Il sito del Santuario di Lot si trova nel Ghor Safi, un centinaio di chilometri circa a sud di Amman. Da Amman si segue la strada per il Mar Morto, costeggiandolo fino alla deviazione sulla strada principale. Da qui una stradina di un paio di chilometri in salita arriva fino ai piedi del santuario, poi si deve proseguire a piedi sulla montagna, lungo una scalinata per circa 10 minuti.

Di recente, nella località dell’odierna Safi (Ghor Safi), considerata l’antica città di Zoar, è stato identificato il luogo in cui si trova la grotta dove trovarono rifugio Lot e le sue due figlie per sfuggire, secondo la Genesi, alla distruzione della città di Sodoma. La scoperta, davvero degna di nota, è stata per anni l’obiettivo degli archeologi che, sulla base delle indicazioni desunte dalla Mappa di Madaba, tentavano di individuare l’antica Zoar. La posizione del santuario corrisponde perfettamente alle descrizioni della Mappa di Palestina. Nel corso dei lavori di scavo sono stati rinvenuti anche reperti risalenti a circa 5000 anni orsono a prova del fatto che questa zona fu popolata già da millenni prima di Cristo.

La grotta, accanto alla quale è stato costruito un santuario, si trova nei pressi di una sorgente, su una collina che domina il Mar Morto.

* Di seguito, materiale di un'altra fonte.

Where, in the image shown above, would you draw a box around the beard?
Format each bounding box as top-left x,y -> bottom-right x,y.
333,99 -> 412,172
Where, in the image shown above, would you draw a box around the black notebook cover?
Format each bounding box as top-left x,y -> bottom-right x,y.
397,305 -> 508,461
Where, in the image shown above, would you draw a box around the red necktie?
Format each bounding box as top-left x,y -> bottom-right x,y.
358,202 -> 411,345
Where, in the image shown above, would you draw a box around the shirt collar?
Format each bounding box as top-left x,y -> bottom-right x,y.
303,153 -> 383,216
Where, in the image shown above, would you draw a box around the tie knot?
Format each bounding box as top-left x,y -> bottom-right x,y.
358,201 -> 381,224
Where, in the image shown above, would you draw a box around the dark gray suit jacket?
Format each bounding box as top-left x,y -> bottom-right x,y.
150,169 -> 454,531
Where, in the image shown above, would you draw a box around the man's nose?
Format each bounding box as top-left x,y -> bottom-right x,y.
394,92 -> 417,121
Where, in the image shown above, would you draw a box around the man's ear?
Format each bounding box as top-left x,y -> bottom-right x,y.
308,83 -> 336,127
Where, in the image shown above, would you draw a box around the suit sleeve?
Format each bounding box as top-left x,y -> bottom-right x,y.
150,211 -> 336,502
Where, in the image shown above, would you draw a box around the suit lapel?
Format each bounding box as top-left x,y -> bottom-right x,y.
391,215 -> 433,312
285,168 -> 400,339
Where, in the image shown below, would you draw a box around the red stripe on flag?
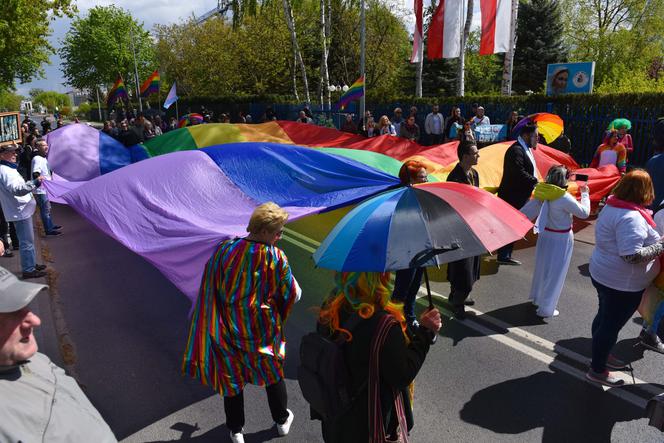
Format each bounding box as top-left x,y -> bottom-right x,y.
480,0 -> 498,55
427,0 -> 445,60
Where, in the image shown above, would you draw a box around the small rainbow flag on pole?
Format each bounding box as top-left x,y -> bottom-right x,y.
106,77 -> 129,108
334,76 -> 364,110
141,71 -> 160,98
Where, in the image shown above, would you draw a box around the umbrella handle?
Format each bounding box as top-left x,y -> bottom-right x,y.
424,267 -> 435,309
424,267 -> 438,344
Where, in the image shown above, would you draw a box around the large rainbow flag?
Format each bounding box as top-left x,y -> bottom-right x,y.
141,70 -> 160,98
334,75 -> 364,110
106,77 -> 129,108
45,121 -> 620,300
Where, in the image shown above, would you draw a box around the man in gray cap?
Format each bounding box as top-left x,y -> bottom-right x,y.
0,267 -> 117,443
0,144 -> 46,279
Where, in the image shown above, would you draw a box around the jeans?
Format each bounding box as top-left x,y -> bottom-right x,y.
498,243 -> 514,260
224,379 -> 288,434
591,279 -> 644,373
12,217 -> 36,272
34,194 -> 55,232
0,208 -> 18,250
392,268 -> 424,324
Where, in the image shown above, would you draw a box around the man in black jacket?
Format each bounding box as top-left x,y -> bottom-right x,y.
497,124 -> 539,266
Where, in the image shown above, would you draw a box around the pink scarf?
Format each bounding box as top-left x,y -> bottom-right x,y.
606,195 -> 657,228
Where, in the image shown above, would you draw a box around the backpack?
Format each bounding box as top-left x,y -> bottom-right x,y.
297,313 -> 366,421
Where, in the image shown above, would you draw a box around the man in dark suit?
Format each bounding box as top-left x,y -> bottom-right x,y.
447,140 -> 480,320
497,124 -> 539,266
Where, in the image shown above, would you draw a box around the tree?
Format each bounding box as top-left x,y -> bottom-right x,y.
32,91 -> 71,113
512,0 -> 568,94
0,0 -> 75,91
28,88 -> 44,100
561,0 -> 664,92
59,6 -> 155,99
0,90 -> 23,111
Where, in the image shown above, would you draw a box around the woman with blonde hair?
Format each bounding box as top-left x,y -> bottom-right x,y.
182,202 -> 302,443
378,115 -> 397,136
521,165 -> 590,318
318,272 -> 442,443
586,169 -> 664,386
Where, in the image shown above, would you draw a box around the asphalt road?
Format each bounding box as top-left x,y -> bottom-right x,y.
19,205 -> 664,443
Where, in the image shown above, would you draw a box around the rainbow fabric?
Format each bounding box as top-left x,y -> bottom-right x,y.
45,121 -> 620,303
106,77 -> 129,108
334,76 -> 364,109
182,239 -> 299,396
141,71 -> 160,98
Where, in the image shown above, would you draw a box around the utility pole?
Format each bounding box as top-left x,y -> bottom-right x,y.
129,23 -> 143,112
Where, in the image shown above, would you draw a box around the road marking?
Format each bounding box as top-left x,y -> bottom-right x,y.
284,228 -> 662,407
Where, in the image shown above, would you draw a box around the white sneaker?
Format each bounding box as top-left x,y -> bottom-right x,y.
537,309 -> 560,318
231,432 -> 244,443
277,409 -> 295,437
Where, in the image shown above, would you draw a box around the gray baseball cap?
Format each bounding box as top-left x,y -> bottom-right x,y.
0,267 -> 48,313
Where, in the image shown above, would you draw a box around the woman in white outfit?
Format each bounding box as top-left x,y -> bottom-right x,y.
521,166 -> 590,318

Secondo la Bibbia, qui venne consumato l’incesto tra Lot e le sue figlie, atto dal quale nacquero Moab e Ammon, capostipiti di due degli antichi regni principali della regione nell’Età del Ferro. Nella regione anticamente sorgeva un monastero bizantino sul cui mosaico veniva citato anche il nome di Lot.

Gli scavi hanno portato alla luce una chiesa con triplice abside, notevole non solo per le decorazioni architettoniche, ma anche per la sua posizione sulla scarpata. La parte corrispondente al versante orientale della montagna conserva ancora alti muri in discreto stato, mentre la parte con l’ingresso principale del santuario sono crollati. Alla chiesa si accedeva tramite una scalinata. All’interno del santuario restano tracce di tre mosaici con iscrizioni in greco bizantino. In una di esse, oltre all’elenco di persone che contribuirono alla realizzazione dell’edificio, si legge anche la data: maggio 691. I ritrovamenti archeologici provano inoltre che sul sito sorgeva un santuario precedente, risalente al V-VI secolo, corrispondente probabilmente alla rappresentazione sul mosaico di Madaba.

Sulla sinistra del santuario, del quale si può ammirare soltanto un’abside con tre colonne tronche, si apre una grotta il cui ingresso è sottolineato da un arco decorato con tre medaglioni recanti una croce e due rosette.
Raggiunto il sito, si lascia l’auto al termine di una salita, dove si trova anche il capanno con il custode, e si procede a piedi per una scalinata che si inerpica su per la montagna, tra antichissime rocce e sassi che, in base all’iscrizione apposta sul luogo, risalgono a oltre 600 milioni di anni orsono.

Al termine della scalinata (circa una decina di minuti di strada in salita) si giunge sul luogo in cui, dietro una protezione di ferro, si vedono la grotta e il santuario. Ai piedi della salità è possibile visitare un piccolo museo, con ingresso gratuito.